In fact, SGS did not notify Starr until about 50 days after leaning of the event. Starr refused coverage. Coverage lawsuit followed. Now this is not the first case to adress this very issue. In Matador Petroleum Corp. v. St. Paul Surplus Lines Ins. Co., 174 F.3d 653 (5th Cir. 1999), the Fifth Circuit held that the narrow notice window in a pollution buy-back endorsement should not be treated the same as the policy's general notice provision but rather should be viewed like a claims-made policy, as a specially negotiated provision in which the narrow notice window was part of the basis for the bargain, hence, a condition precedent. Nevertheless, since 1999, the Texas Supreme Court had issued PAJ and other notice cases, so SGS asked the court to please reconsider if Matador still governed this issue.
Not surprisingly, the SGS Court found that the parties' interests and intentions in negotiating the pollution buy-back endorsement were unchanged, and the insurer was still entitled to enforce the 30-day notice window strictly. In fact, the SGS Court noted that the PAJ Court had cited Matador approvingly, "to explain why a general notice requirement in an occurrence-based policy is not an essential part of the bargained-for exchange." Coverage denied.

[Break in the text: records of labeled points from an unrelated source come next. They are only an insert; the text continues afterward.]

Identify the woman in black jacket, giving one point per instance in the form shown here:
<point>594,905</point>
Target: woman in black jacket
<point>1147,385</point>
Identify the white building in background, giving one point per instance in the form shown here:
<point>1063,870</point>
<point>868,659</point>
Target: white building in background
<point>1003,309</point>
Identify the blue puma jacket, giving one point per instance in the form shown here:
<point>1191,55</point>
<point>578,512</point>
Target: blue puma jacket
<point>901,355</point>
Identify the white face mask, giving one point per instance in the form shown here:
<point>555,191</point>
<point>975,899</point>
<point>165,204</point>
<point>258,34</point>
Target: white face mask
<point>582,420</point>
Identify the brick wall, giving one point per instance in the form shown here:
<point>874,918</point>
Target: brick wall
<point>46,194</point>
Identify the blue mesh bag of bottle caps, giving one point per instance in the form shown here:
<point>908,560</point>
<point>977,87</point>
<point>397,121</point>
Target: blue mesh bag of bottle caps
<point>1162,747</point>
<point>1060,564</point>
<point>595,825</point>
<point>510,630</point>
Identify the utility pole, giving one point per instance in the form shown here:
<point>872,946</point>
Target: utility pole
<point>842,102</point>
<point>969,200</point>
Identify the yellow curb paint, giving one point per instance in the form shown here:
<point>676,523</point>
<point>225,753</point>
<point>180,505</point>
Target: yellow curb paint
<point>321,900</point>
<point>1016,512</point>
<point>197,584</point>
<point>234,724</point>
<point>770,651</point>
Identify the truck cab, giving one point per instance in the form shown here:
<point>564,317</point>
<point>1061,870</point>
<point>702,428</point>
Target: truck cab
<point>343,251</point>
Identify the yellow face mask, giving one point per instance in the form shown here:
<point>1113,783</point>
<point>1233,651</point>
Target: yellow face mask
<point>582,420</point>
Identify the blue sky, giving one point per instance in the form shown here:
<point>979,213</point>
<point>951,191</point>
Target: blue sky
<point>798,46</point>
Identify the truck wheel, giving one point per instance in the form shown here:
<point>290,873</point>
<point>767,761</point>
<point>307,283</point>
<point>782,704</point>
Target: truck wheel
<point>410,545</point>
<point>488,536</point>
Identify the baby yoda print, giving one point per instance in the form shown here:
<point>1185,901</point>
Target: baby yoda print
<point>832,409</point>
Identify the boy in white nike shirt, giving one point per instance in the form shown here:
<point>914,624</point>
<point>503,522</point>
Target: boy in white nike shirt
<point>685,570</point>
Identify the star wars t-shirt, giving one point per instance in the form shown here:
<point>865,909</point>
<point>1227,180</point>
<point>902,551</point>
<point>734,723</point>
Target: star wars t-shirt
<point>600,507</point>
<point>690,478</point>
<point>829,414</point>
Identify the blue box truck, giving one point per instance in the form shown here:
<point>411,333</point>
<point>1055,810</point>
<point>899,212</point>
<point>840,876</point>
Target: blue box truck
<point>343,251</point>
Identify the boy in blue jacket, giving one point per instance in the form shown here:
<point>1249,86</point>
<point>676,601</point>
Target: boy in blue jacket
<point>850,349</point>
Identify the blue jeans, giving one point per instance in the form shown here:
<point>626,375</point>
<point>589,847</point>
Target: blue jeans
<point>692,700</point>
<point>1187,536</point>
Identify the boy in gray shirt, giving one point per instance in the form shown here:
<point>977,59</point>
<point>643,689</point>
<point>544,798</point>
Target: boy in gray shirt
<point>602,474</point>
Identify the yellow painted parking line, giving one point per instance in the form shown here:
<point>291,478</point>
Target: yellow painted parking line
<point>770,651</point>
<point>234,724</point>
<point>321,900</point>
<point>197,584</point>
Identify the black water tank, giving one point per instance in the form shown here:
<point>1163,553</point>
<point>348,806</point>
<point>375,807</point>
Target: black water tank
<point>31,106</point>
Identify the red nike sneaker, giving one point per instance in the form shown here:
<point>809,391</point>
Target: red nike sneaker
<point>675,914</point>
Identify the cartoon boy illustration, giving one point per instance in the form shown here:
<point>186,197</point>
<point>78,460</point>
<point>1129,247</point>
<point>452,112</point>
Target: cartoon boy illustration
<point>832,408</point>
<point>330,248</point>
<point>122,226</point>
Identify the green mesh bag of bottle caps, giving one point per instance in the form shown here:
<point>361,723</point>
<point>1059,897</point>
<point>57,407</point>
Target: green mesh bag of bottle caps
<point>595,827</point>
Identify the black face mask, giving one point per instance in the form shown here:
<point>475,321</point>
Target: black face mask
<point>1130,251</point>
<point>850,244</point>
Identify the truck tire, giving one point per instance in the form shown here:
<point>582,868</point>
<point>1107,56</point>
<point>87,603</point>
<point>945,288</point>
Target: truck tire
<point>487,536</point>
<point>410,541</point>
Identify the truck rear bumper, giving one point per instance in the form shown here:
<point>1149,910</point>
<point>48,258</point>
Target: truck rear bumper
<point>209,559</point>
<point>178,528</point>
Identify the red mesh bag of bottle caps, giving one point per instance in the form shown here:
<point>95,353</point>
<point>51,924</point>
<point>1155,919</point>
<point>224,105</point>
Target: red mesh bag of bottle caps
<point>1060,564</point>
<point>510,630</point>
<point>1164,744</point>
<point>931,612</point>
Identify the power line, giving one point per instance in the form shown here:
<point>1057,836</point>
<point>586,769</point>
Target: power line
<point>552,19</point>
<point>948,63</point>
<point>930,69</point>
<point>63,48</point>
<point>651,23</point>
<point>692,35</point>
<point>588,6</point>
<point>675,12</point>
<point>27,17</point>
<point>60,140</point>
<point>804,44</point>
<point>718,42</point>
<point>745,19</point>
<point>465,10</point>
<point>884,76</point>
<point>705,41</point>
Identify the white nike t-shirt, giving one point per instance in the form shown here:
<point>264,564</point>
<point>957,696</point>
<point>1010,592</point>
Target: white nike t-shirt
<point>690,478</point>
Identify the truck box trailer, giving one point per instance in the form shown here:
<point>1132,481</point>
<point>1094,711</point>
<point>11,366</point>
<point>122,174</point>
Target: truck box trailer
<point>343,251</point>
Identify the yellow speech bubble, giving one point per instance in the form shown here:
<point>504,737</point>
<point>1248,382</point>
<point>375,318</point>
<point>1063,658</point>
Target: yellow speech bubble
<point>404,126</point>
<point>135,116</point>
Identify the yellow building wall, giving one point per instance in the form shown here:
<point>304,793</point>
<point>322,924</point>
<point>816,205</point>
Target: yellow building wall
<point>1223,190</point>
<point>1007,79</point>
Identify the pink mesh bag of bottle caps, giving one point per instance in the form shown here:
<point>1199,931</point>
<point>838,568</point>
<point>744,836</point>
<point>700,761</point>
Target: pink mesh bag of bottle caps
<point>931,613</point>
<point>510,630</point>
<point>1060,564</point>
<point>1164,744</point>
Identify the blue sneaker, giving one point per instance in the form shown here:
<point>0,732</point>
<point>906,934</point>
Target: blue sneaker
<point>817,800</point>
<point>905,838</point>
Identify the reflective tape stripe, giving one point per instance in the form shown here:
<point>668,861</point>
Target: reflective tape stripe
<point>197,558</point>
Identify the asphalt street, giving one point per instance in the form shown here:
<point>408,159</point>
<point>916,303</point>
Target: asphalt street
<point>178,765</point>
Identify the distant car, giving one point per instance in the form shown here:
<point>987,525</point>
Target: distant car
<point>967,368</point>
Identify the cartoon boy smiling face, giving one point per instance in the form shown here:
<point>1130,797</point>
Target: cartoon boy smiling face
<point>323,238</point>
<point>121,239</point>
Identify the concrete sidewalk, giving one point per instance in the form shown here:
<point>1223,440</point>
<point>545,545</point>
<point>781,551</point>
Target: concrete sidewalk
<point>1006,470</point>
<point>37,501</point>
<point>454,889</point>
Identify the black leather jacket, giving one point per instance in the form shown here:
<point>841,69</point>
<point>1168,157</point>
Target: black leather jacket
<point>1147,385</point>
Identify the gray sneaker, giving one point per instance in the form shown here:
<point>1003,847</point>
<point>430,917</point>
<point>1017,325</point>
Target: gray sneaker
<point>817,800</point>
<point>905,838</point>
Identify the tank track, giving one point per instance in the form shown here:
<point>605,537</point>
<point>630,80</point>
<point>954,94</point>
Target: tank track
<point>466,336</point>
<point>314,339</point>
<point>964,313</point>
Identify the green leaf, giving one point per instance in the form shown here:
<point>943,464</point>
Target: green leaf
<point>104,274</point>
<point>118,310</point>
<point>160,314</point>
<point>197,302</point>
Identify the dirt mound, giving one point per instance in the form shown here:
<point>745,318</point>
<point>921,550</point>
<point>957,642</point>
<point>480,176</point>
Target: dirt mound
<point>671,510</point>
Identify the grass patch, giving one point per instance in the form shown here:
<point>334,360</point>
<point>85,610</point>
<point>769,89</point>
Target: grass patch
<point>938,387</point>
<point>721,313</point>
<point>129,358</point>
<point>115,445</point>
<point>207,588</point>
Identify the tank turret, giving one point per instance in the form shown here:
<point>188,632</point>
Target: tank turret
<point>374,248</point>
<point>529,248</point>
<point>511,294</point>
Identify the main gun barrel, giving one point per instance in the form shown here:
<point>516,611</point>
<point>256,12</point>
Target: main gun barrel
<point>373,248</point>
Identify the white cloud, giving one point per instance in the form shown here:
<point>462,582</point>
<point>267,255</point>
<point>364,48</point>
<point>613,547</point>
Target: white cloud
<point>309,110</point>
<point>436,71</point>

So, risk managers take heed. The rule of thumb should always be to give notice early and often. There seems to be a certain reluctance out there to send notice of a claim before absolutely necessary. In this case, Starr was an excess-layer insurer, and SGS believed, wrongly, that it could dispose of the claim within its primary layer of coverage. The concern seems to be that the insurer might refuse to renew the policy if it receives notice of a potential claim. In my experience, however, notice of a potential claim that never materializes into a full-blown lawsuit never crosses the radar screen of the underwriting department, so mere notice of the event shouldn't provoke an adverse renewal decision. But which is worse for risk management, to incur the possible displeasure of the insurer's underwriters or to lose millions of dollars in coverage?